Challenge:
In the last stage of a two players Texas hold 'em, given a two-card hand and five cards on table, determine your probability to win versus an opponent by the standard ranking of poker hands.
Input:
Seven cards (sdtin or arguments). The first two cards are your hand while the last five are on the table. Each card will be a two letter string of the form RS where R is rank and S is suit. The ranks range from 2-9, T for ten, and J, Q, K, and A for Jack, Queen, King, and Ace respectively. The suits are H, D, C, S for Hearts, Diamonds, Clubs, and Spades respectively.
Output:
The probability to win (stdout or return): from '0.00' to '1.00'.
Input to Output Examples:
AH 7C KH QH JH TH 6C -> 1.00
Explanation: You have a royal flush, 100% winning chances.

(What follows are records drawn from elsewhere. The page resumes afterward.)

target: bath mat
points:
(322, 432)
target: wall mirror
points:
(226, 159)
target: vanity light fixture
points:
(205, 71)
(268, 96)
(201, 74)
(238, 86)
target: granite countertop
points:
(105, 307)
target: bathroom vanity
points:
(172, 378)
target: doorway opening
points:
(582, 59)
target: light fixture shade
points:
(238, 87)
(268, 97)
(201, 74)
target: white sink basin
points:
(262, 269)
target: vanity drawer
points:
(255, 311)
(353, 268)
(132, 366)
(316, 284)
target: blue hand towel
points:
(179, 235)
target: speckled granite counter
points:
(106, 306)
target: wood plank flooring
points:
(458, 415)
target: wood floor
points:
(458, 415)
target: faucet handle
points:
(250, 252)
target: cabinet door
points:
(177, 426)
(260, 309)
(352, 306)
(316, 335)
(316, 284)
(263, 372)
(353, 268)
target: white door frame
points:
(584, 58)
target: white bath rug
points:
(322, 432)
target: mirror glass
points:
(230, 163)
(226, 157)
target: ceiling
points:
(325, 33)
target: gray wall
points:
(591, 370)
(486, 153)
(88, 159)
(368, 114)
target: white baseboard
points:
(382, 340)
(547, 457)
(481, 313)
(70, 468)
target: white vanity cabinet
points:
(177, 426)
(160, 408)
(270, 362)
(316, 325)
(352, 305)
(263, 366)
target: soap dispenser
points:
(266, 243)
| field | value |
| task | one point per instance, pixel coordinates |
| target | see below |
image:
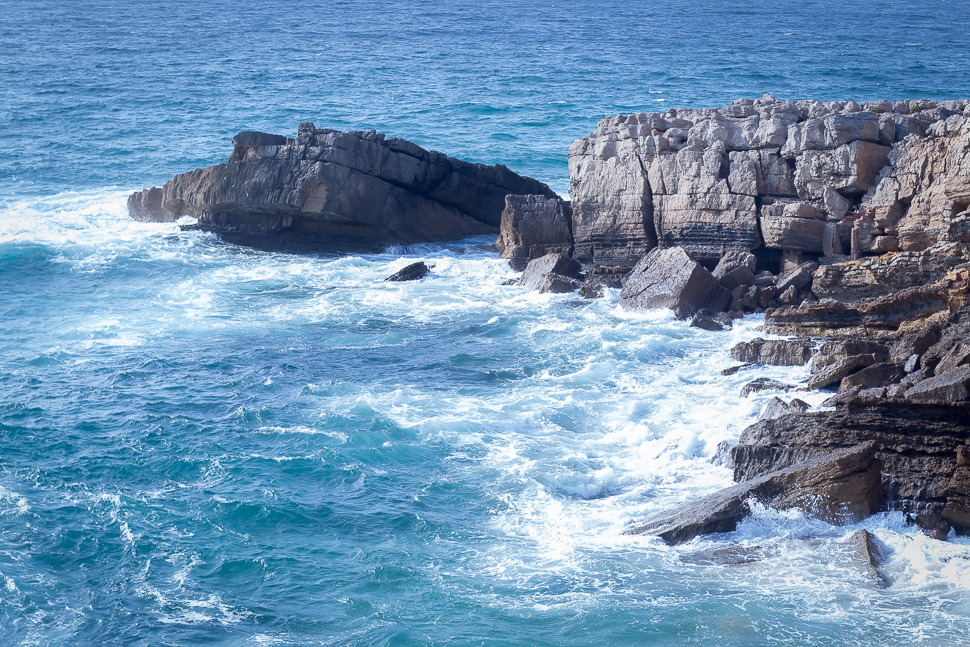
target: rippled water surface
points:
(205, 444)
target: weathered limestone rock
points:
(835, 372)
(558, 264)
(834, 351)
(916, 442)
(868, 552)
(953, 386)
(872, 376)
(611, 199)
(861, 317)
(763, 384)
(670, 278)
(694, 207)
(925, 185)
(412, 272)
(533, 226)
(878, 276)
(776, 408)
(557, 284)
(774, 352)
(328, 190)
(783, 232)
(843, 487)
(849, 169)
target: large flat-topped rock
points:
(331, 190)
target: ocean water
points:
(206, 444)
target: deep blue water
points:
(204, 444)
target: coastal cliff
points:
(848, 226)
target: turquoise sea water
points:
(205, 444)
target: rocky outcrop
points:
(841, 487)
(413, 272)
(775, 352)
(670, 278)
(917, 444)
(330, 190)
(551, 273)
(795, 174)
(533, 226)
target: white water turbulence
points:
(207, 443)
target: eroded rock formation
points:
(330, 190)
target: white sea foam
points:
(606, 415)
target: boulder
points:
(836, 372)
(953, 386)
(873, 376)
(869, 553)
(774, 352)
(328, 190)
(831, 352)
(533, 226)
(842, 487)
(776, 408)
(670, 278)
(591, 290)
(612, 276)
(555, 263)
(914, 343)
(763, 384)
(957, 356)
(412, 272)
(933, 525)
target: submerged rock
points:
(412, 272)
(551, 264)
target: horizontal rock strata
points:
(842, 487)
(330, 190)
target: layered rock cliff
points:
(770, 176)
(330, 190)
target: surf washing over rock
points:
(836, 220)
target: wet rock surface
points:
(842, 487)
(329, 190)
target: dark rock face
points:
(918, 444)
(774, 352)
(776, 408)
(533, 226)
(329, 190)
(953, 386)
(555, 264)
(869, 553)
(670, 278)
(412, 272)
(841, 487)
(834, 373)
(763, 384)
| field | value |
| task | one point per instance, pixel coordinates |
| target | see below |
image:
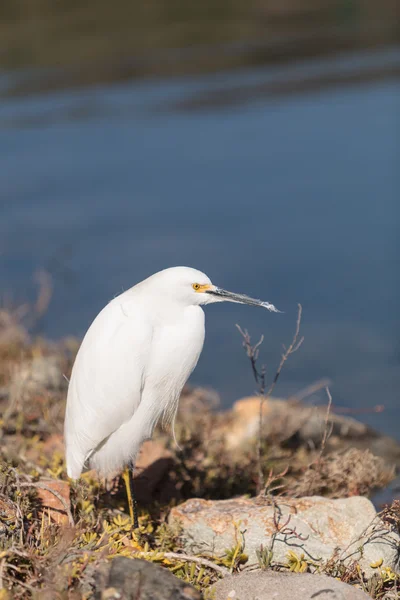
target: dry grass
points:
(43, 549)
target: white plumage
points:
(132, 365)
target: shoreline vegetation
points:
(81, 44)
(57, 535)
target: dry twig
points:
(259, 376)
(43, 486)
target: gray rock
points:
(319, 528)
(270, 585)
(135, 579)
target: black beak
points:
(240, 299)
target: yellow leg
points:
(132, 504)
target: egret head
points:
(192, 287)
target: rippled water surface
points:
(290, 197)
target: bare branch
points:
(259, 376)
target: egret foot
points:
(132, 504)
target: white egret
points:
(132, 365)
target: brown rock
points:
(301, 424)
(270, 585)
(50, 503)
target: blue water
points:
(291, 200)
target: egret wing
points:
(107, 379)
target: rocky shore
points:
(206, 529)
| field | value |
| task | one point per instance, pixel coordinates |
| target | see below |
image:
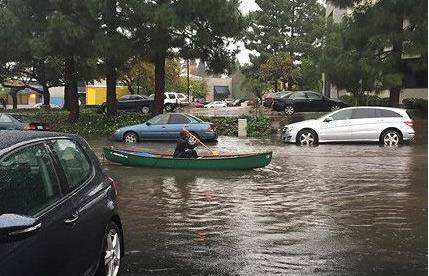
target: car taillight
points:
(114, 185)
(212, 128)
(409, 123)
(29, 127)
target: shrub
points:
(417, 104)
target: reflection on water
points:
(327, 210)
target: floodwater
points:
(326, 210)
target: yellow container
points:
(97, 95)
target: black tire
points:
(307, 137)
(145, 110)
(102, 269)
(391, 137)
(130, 137)
(289, 110)
(169, 108)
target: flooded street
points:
(326, 210)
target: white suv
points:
(173, 100)
(389, 126)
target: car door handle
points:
(72, 219)
(26, 230)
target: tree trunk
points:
(72, 96)
(111, 103)
(159, 82)
(46, 96)
(111, 76)
(394, 96)
(14, 98)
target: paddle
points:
(214, 152)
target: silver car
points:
(389, 126)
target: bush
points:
(371, 100)
(417, 104)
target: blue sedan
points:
(167, 127)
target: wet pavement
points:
(326, 210)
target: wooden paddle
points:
(214, 152)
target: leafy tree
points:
(387, 31)
(256, 87)
(203, 29)
(279, 67)
(283, 26)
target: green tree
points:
(387, 31)
(189, 28)
(256, 87)
(278, 68)
(283, 26)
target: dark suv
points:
(58, 209)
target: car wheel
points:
(111, 258)
(306, 137)
(168, 107)
(131, 137)
(289, 110)
(335, 108)
(145, 110)
(391, 138)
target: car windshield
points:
(195, 118)
(21, 118)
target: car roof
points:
(10, 138)
(378, 107)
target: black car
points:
(269, 99)
(306, 101)
(9, 121)
(133, 103)
(58, 209)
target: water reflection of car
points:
(15, 121)
(216, 104)
(389, 126)
(132, 103)
(306, 101)
(40, 105)
(59, 212)
(269, 99)
(167, 127)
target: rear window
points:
(363, 113)
(21, 118)
(76, 165)
(387, 113)
(28, 181)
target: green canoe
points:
(221, 162)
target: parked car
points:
(16, 121)
(40, 105)
(59, 212)
(269, 99)
(167, 127)
(238, 102)
(389, 126)
(198, 105)
(216, 104)
(306, 101)
(172, 100)
(133, 103)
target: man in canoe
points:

9H 7C KH QH JH TH 6C -> 0.96
Explanation: You have a straight flush, your opponent can only win with an AH, 95.6% winning chances.
Rules and Clarifications:
- There are 52 different cards. You can refer to Texas hold 'em to get the idea.
- Your opponent has 2 unknown cards (out of 45 left). That's 990 possibilities with equal probability.
- You are free to decide if Ties count or don't count in the calculation of the probability.
- As this is code golf, the shortest answer wins.